Bei einer bestandenen staatlichen Prüfung erteilen die Gesundheitsbehörden in der Regel auch bei einer Eintragung im Führungszeugnis die entsprechende Erlaubnis zur Führung der Berufsbezeichnung. Voraussetzung ist natürlich, dass die Tat nicht unmittelbar im Zusammenhang mit der Tätigkeit einer Krankenschwester begangen wurde und sie auch keine direkte Auswirkung auf die Berufsausübung hat.
Mir ist auch kein Fall bekannt, bei dem von der Gesundheitsbehörde die Berufserlaubnis nicht erteilt worden ist.
Da ich mich beruflich mit dieser Thematik beschäftige, wäre es interessant zu erfahren, ob jemand einen Fall kennt, bei dem nach bestandener Prüfung von der Gesundheitsbehörde keine Berufserlaubnis erteilt wurde, da eine Eintragung im Führungszeugnis vorlag.
Gruß
wilmi
 
Hallo tascha771
An Deiner Stelle würde ich bei der Aufsichtsbehörde nachfragen ob man Dir aufgrund des Eintrags im Führungszeugnis Erlaubnis zur Führung der Berufsbezeichnung verweigern würde.
Wenn dem nicht so ist, dann los, lass Dich ausbilden, zumal Dein Arbeitgeber Dich für geeignet hält und ausbilden würde, ich nehme an als Altenpflegerin. An einer KPS dagegen könnte es schwierig werden mit einem Eintrag im Führungszeugnis eine Ausbildungsstelle zu bekommen.
 
Hallo,

ja ich kenne 2Fälle in denen Schüler während der Ausbildung straffällig geworden sind, dies wurde aber erst mit dem Führungszeugnis zur Prüfung bekannt.

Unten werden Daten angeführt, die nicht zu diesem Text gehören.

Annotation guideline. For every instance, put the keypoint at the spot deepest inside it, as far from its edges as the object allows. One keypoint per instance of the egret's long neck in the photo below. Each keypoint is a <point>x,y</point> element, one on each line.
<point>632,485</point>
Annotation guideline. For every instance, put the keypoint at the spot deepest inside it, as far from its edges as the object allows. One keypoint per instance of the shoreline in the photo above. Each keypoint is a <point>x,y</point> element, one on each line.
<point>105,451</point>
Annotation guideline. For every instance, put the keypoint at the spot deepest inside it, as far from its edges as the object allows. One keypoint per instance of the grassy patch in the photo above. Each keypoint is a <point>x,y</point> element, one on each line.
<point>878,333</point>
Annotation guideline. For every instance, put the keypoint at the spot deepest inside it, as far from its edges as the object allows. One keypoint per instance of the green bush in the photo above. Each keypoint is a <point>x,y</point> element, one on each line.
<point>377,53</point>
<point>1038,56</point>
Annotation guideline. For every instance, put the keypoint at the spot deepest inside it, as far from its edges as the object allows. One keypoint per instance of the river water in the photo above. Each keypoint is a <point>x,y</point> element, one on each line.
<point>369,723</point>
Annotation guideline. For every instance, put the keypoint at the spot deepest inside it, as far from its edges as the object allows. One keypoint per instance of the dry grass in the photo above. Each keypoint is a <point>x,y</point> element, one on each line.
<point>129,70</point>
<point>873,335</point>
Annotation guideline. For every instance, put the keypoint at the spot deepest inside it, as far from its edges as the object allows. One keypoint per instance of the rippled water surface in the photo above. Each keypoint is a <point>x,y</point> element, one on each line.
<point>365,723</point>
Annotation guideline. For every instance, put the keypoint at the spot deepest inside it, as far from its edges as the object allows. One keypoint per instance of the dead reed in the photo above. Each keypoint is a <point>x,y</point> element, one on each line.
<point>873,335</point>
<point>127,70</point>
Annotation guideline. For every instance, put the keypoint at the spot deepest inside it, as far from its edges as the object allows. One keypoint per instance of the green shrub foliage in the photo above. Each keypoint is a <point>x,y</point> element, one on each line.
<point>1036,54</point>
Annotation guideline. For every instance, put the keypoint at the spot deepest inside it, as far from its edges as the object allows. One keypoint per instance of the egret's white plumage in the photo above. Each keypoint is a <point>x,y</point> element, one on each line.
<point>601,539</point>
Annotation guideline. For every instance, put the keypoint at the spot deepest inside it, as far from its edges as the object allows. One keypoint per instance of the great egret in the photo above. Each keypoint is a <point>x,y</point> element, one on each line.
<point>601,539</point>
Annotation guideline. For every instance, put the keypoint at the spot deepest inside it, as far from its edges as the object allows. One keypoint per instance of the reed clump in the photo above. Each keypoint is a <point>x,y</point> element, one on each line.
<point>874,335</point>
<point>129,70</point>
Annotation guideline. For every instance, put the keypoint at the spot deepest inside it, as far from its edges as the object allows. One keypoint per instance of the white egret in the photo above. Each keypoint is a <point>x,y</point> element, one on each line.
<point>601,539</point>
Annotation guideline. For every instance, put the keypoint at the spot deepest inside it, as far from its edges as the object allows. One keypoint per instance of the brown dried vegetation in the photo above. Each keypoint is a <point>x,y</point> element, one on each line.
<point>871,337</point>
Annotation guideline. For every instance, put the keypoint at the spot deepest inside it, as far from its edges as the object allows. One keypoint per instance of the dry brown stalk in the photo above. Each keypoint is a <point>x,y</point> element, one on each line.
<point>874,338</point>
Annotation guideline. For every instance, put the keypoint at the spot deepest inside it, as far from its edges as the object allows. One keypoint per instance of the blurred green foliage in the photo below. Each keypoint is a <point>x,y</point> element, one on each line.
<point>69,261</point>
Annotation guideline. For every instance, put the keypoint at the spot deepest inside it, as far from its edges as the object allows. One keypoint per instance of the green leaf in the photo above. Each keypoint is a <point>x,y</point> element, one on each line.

Aushändigung der Anerkennung erst nach Ablauf der Bewährung.

Gruß renje
 
Hallo an alle,

Ich möchte euch allen für eure Tips,Meinungen und Hilfe danken.Auch wenn nicht alle positiv waren-aber wenigstens erlich!Ich hab mich jedenfalls über jede Antwort gefreut.

@S.r Zwar hätte ich lieber eine Ausbildung in der Krankenpflege gemacht,da ich glaube das diese schon vielfähltiger und abwechslungsreicher ist,aber wenn ich in diesem Bereich keine chance habe genommen zuwerden,würde ich natürlich in der Altenpflege bleiben.Dieser Bereich macht mir ja auch großen Spass.

LG tascha
 
Hallo tascha,
das Problem ist du benötigst ein sauberes Führungszeugnis um zu den Abschlussprüfungen zugelassen zu werden, sonst darfst du bei bestandener Prüfung die Berufsbezeichnung nicht tragen und somit auch nicht in diesem Beruf tätig sein (offiziell).
Ich denke das geschehen wird sich neg. auf deinen Berufswunsch ausüben, da die Krankenpflegeschulen auch zu Anfang ein Führungszeugnis erbitten und somit dieses Vorraussetzung für den Beginn der Ausbildung ist. Da eine Ausbildung ja auch kostet, werden sie auf dieses Argument zurückgreifen, da du in diesen Beruf eh nicht arbeiten dürftest nach Beendigung der Ausbildung.
 
Hallo,

Warum sollte ich nicht in diesem Beruf arbeiten können?

Die Abschlussprüfung wäre für mich ja dann erst 2013!

Und die Einträge im Führungszeugnis würden bei mir 2012 gelöscht werden,als hätte ich wieder ein "sauberes" Führungszeugnis.

Mit der Schule könntest oder hast du recht,die nehmen mich mit hoher wahrscheinlichkeit nicht-aber ich probiere es trotzdem.

LG tascha
 
Hallo Tascha!

Ich würde mich bei vielen Krankenpflegeschulen bewerben. Bist Du örtlich ungebunden?

Ich hoffe, das Du eine Krankepflegeausbildung machen kannst.